Prenons une SCI familiale détenant un appartement locatif à Lyon, générant 24 000 € de loyers annuels. Les charges déductibles (intérêts, travaux, taxe foncière) s'élèvent à 8 000 €. Le revenu foncier net est donc de 16 000 €.
La SCI est détenue à parts égales par les 2 parents (25 % chacun) et leurs 2 enfants majeurs (25 % chacun). Chaque associé déclare 4 000 € de revenus fonciers.
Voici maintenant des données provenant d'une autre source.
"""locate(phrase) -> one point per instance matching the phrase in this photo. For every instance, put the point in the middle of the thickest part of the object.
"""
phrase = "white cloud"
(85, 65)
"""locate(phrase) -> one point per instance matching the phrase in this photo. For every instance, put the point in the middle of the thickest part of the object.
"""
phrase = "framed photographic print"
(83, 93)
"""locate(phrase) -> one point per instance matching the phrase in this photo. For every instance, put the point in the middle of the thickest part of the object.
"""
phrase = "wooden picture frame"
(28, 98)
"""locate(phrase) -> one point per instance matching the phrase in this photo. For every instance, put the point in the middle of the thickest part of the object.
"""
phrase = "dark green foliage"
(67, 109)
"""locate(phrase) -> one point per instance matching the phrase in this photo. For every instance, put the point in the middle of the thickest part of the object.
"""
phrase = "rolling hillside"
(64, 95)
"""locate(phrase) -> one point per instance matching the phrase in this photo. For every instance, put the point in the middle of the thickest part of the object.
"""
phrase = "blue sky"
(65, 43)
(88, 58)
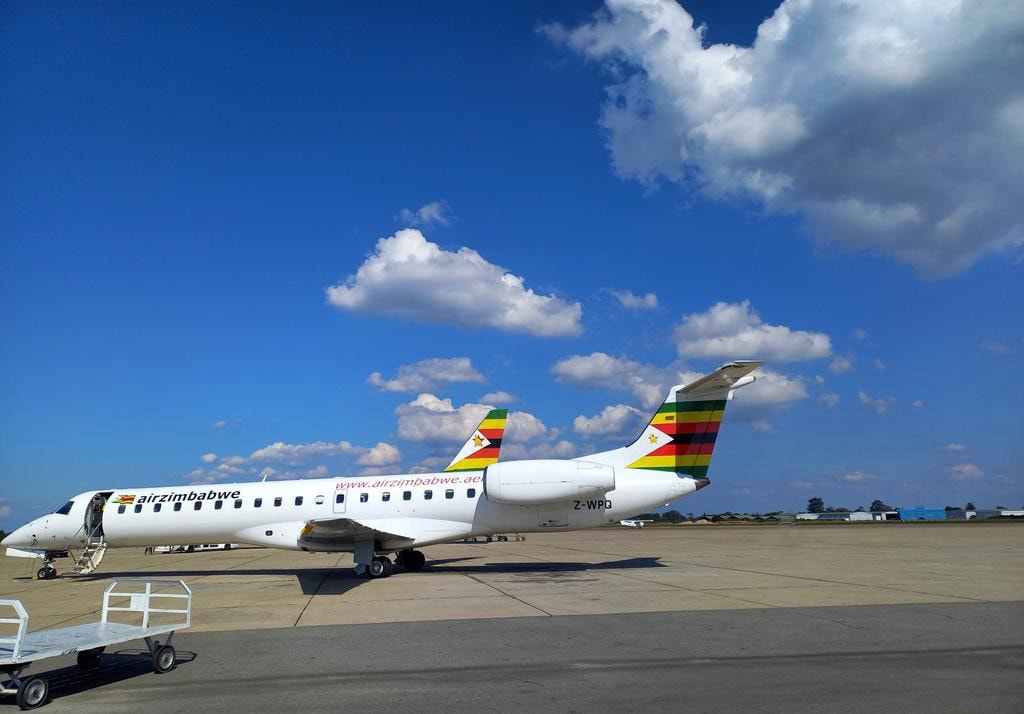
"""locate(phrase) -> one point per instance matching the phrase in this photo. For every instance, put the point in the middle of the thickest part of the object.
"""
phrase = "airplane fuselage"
(434, 507)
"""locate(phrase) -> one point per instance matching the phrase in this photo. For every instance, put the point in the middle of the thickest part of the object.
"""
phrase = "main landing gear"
(382, 565)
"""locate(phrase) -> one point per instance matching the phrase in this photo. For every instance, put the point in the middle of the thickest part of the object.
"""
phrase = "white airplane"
(372, 517)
| Associé | Quote-part (%) | Revenu foncier déclaré | TMI estimé | Impôt + prélèvements sociaux |
|---|---|---|---|---|
| Parent 1 | 25 % | 4 000 € | 30 % | 1 888 € |
| Parent 2 | 25 % | 4 000 € | 30 % | 1 888 € |
| Enfant 1 | 25 % | 4 000 € | 11 % | 1 128 € |
| Enfant 2 | 25 % | 4 000 € | 11 % | 1 128 € |
| Total | 100 % | 16 000 € | — | 6 032 € |
En répartissant les parts entre des associés dont les TMI diffèrent, la charge fiscale globale diminue par rapport à une détention concentrée sur les seuls parents. Si les 2 parents détenaient 50 % chacun, l'impôt total atteindrait environ 7 552 € (au TMI de 30 %), soit 1 520 € de plus.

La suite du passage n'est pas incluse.